Story number two – Approach to photography. Some time after I looked at this photo and realized how my attitude towards photography had changed thanks to the gradual shift to digital technology. In the times of celluloid films, it was unimaginable to produce 30 images in just 2 minutes. This goes hand in hand with times when I cooperated with Adolf Zika on his project ‘The Last Book of the Century’. On the day dated 10.10.2000, I depicted one day of life of the Czech Republic along with 130 other photographers. I received 20 celluloid films for 24 hours worth of photographing. When I handed in THREE!!! films to Adolf a week later, saying that it was all I used, I wasn’t really seen as the most trustworthy person in the world. In spite of that, we did choose 5 photographs for the Last book of the century. At that time, I was positive I had something on the three 36 shell films (108 images altogether) and I was quite self confident about it. Today, with an SLR around my neck or rather a viewfinder against my eye, I’m never sure if I can find the proper image within the 108 used image slots.
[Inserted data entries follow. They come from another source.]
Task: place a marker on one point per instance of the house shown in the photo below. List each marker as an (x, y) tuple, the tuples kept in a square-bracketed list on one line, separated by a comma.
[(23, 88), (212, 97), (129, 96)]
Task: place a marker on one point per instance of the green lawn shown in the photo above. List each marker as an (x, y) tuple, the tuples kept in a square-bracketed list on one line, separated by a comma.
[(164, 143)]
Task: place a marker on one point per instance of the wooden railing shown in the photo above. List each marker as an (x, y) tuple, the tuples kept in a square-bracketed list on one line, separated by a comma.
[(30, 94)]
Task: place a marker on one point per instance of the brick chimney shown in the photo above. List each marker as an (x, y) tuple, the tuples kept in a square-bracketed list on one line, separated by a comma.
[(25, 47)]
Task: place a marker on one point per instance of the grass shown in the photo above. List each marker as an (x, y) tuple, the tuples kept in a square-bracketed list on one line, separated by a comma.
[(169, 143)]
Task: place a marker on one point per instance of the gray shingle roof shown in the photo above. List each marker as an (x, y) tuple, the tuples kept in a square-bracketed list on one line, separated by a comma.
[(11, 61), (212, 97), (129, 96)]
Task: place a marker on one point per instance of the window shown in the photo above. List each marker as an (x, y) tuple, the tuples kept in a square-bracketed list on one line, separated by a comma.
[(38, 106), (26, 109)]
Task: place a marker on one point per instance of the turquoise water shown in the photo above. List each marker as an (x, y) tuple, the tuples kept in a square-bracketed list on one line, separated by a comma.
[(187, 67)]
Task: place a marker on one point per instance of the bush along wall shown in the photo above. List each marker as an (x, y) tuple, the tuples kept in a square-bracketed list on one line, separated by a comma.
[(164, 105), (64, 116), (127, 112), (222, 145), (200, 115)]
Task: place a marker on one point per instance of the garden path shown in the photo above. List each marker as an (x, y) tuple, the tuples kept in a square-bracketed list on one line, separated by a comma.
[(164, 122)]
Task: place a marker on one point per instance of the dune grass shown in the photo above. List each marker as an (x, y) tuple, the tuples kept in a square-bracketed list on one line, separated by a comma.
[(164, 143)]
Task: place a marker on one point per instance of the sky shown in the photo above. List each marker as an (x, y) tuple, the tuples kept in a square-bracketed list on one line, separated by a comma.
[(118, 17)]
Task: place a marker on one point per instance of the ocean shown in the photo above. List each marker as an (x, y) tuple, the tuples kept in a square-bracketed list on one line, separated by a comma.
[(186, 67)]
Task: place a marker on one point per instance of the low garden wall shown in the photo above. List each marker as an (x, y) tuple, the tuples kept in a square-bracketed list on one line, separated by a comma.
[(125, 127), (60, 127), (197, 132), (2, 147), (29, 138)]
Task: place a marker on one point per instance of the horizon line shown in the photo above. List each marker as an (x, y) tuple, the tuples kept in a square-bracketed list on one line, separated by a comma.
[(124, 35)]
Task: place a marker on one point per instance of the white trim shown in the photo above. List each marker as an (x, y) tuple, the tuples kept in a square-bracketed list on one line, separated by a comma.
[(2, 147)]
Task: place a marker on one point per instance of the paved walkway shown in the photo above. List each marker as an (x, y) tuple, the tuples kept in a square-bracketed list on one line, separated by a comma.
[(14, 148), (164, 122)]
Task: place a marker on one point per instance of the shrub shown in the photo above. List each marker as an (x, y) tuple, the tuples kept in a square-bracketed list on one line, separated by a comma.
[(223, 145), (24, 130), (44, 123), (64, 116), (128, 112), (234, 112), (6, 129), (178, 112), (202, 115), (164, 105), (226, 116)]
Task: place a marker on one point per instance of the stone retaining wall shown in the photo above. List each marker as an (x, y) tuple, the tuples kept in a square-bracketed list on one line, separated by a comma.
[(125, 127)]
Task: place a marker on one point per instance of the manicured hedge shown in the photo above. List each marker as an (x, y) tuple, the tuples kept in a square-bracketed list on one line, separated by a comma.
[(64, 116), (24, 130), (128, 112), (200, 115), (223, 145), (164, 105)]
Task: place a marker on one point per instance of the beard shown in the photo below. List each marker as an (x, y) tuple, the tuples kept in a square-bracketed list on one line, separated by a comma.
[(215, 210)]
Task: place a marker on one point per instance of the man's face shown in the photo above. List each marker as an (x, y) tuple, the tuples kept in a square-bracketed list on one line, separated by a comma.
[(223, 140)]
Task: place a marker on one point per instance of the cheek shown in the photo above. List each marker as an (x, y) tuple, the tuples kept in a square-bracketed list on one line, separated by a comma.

Story number three – Utilization of the photograph. Since 31.1.2006, I pursue the field of photography and present my results in form of a photographic diary on the internet. On the way back from the block where we met the Zvolen kids, I knew right then that I had a perfect photo for my diary. Once I got home, the photograph was portrayed on the internet and safely placed into my archive. About a week later, my friend who acted as our tour guide in Zvolen contacted me. She asked if it would be a problem for a non-profit organization called Návrat (The return), which advocates for the return of orphan children to families, to use (for illustrative purposes) the photograph in its magazine. I joyfully accepted and was glad the photograph would not only be a part of my internet diary, even if it did not have power to actually help such children. And two years after the photograph was taken, here it is on WoL in section ‘Stories behind pictures’ with yet another purpose.

Radek Štumpauer


Acquiring such a photograph took me quite a while. I intended to grasp the atmosphere of the Barcelona Grand Prix and I succeeded in the end.

I managed to capture a reflection of the commotion minutes before the start, all portrayed on the helmet of J.P. Montoya, held by his assistant standing at the starting grid. The resulting image was then cut out from the original photograph and at first sight, it seemed more like a painting rather than a photo.

In 2003, I sent the photo to Paris to compete in an international contest in the category ‘The outermost photograph in motorsports’ – see Photographs were not the only category, as the competition expanded to best film, best race car, best racer and best team.


The International Committee made up of artists and fashion designers wondered how I was able to take such a picture and if it wasn’t some kind of a forgery. It came to the point where I had to send them the original photograph to prove that there was no computer editing involved.

Later on, in the catalogue, they expressed their opinions. They stated that my photo silenced all of the skeptics, who were claiming that there is no more room for innovation in the world of photography in motorsports.

I received the award in person in a spectacular hall at the Ritz in Paris.